Grayson Perry is not the first artist to draw upon the theme of a domestic house to create a large-scale art installation. In 1993, Rachel Whiteread won the Turner Prize for a full-scale cast of a Victorian town house in East London. Gregor Schneider’s ‘Totes Haus u r’ for the Venice Biennale in 2001 transposed and distorted the rooms of his childhood home in Rheydt to Venice, and last year, Alex Chinneck created a life-size house of wax in central London that slowly melted over the course of a couple of months. More historical examples include William Morris and Philip Webb’s Red House that was conceived as the ultimate manifestation of Arts and Crafts ideals, and Horace Walpole’s 18th-century Strawberry Hill, which transformed a suburban cottage into a whimsical Gothic Revival castle; Strawberry Hill acted as an eccentric site for entertaining and a gigantic folly that upturned the contemporary classical architectural tradition. These houses were not designed as luxury residences for the property market, but are expressions of political and aesthetic stances. The subject of the domestic house has acquired particular political poignancy amidst on-going debates regarding Britain’s housing crisis. The ultimate testament to its pertinence in the art-world is the provocative inclusion of Assemble’s housing estate as a runner-up in this year’s Turner Prize. Next month, an exhibition opens at MOMA entitled ‘Endless House’, which looks at the relationship between artists and architecture and the use of the house as a means to explore universal topics.
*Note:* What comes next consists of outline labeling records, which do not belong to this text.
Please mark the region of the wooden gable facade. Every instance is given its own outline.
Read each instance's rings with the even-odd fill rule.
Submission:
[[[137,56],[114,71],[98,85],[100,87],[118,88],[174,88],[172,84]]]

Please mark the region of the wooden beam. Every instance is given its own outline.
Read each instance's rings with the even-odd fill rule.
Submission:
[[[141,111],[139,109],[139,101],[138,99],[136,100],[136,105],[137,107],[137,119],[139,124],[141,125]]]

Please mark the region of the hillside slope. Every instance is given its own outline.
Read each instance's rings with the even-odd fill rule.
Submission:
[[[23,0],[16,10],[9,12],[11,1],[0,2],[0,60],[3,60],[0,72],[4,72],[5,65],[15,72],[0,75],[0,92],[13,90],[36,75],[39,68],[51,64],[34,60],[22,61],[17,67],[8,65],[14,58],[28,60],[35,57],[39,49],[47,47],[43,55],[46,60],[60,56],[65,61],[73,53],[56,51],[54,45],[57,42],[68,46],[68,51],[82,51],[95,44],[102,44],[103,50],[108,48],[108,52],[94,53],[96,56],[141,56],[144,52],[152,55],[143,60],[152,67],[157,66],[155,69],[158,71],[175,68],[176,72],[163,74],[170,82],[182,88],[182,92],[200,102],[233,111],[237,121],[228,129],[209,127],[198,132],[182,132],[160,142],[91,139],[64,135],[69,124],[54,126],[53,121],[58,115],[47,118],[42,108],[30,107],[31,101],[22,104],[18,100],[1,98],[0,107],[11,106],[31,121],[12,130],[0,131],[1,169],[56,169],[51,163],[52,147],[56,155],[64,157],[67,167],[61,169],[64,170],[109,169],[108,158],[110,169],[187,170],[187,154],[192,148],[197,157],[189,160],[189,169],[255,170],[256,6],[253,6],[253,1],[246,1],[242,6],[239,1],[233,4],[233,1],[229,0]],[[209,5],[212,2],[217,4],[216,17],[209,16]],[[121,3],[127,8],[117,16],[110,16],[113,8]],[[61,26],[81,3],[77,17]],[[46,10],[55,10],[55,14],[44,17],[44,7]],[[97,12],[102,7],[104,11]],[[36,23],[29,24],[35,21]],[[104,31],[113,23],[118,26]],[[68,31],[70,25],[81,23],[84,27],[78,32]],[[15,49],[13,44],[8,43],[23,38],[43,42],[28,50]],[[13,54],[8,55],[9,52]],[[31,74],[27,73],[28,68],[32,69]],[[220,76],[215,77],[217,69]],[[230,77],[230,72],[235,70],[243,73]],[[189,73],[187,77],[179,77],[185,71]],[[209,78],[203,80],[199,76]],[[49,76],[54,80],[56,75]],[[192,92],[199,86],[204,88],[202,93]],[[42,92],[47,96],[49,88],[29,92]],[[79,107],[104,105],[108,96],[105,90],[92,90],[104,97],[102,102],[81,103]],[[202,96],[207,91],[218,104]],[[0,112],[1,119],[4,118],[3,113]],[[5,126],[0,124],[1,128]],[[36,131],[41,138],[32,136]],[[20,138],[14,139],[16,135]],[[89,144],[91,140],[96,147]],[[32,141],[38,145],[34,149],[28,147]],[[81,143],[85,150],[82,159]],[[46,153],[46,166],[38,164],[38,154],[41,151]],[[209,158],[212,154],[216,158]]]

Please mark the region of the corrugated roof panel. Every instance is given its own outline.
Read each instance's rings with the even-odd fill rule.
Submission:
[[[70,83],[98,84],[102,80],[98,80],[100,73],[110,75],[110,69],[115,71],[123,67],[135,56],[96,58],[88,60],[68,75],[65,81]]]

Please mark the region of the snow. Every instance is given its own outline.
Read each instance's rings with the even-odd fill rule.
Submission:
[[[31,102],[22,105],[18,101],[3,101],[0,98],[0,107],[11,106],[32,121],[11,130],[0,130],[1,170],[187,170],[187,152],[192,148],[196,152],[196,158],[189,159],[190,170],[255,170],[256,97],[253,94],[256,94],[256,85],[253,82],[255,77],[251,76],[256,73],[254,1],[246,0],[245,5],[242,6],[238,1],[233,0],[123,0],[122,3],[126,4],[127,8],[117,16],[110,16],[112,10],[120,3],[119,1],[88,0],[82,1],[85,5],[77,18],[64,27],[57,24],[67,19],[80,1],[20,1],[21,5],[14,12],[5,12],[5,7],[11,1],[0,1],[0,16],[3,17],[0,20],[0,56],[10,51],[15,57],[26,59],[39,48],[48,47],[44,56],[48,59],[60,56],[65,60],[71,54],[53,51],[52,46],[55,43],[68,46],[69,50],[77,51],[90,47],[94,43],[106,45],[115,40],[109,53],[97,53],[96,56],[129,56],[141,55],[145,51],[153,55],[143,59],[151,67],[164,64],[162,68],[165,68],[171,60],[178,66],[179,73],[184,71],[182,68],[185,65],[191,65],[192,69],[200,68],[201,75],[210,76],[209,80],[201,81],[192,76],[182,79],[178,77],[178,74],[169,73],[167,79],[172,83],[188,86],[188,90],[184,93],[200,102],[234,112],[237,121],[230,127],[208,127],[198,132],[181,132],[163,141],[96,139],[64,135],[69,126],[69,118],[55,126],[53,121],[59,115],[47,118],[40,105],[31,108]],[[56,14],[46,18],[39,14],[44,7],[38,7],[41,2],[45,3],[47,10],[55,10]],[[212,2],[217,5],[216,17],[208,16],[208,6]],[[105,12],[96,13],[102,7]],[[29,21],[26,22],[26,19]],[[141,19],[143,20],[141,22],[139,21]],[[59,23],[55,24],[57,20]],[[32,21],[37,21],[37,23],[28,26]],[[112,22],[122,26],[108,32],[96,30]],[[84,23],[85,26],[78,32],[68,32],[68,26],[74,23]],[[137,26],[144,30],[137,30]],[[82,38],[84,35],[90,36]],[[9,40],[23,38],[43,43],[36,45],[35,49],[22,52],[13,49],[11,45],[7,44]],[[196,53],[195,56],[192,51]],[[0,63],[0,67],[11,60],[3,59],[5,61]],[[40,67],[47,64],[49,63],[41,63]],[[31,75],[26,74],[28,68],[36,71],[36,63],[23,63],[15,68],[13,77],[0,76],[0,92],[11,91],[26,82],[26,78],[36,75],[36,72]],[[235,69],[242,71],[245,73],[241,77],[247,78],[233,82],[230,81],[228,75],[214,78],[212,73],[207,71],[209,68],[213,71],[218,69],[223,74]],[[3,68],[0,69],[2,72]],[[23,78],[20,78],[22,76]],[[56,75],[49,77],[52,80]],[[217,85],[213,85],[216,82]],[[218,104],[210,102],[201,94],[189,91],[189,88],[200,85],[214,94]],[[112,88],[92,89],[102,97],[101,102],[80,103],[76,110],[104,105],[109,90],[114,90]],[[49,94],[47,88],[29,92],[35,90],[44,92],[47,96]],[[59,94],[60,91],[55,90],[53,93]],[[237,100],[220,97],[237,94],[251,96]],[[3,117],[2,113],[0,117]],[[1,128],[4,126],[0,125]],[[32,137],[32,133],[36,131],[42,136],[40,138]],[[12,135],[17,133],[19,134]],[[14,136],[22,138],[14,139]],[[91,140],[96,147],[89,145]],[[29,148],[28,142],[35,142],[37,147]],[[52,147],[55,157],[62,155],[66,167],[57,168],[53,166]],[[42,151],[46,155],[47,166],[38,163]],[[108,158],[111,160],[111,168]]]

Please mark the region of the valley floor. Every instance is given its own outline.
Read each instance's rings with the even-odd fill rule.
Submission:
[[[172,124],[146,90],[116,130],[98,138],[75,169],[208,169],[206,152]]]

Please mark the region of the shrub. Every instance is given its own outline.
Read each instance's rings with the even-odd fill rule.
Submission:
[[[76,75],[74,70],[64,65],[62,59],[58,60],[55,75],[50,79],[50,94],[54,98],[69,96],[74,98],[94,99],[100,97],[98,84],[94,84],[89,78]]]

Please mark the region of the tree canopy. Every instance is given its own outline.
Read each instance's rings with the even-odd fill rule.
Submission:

Like all Grayson Perry’s works, Dream House struggles against conformity to the contemporary art scene and the exclusive art-market. The house is designed as an homage to a fictional character, Julie Cope – an everywoman who was born in a council estate, grew up in Essex, divorced and re-married and died under the wheels of a delivery moped. Her sardonic tale is told through bright-coloured murals, distinctly of Perry’s style, that are reminiscent of the illustrations of a children’s book. Perry’s artwork is a home, littered with personal touches. Every nook of the house is a memorial to Julie: terracotta tiles of pregnant women surround the fireplace and the building’s exterior; decorative mosaics, tapestries and vases mark key moments of Julie’s life; and the moped that killed her hangs in the hallway as a chandelier. Looking around a house is wholly unlike looking around a gallery; it is intimate, unpredictable and immersive – perhaps this is the appeal of architecture and houses for so many artists.
Grayson Perry’s Dream House is available to watch on 4 On Demand until June 17th; ballots to rent Dream House are now open.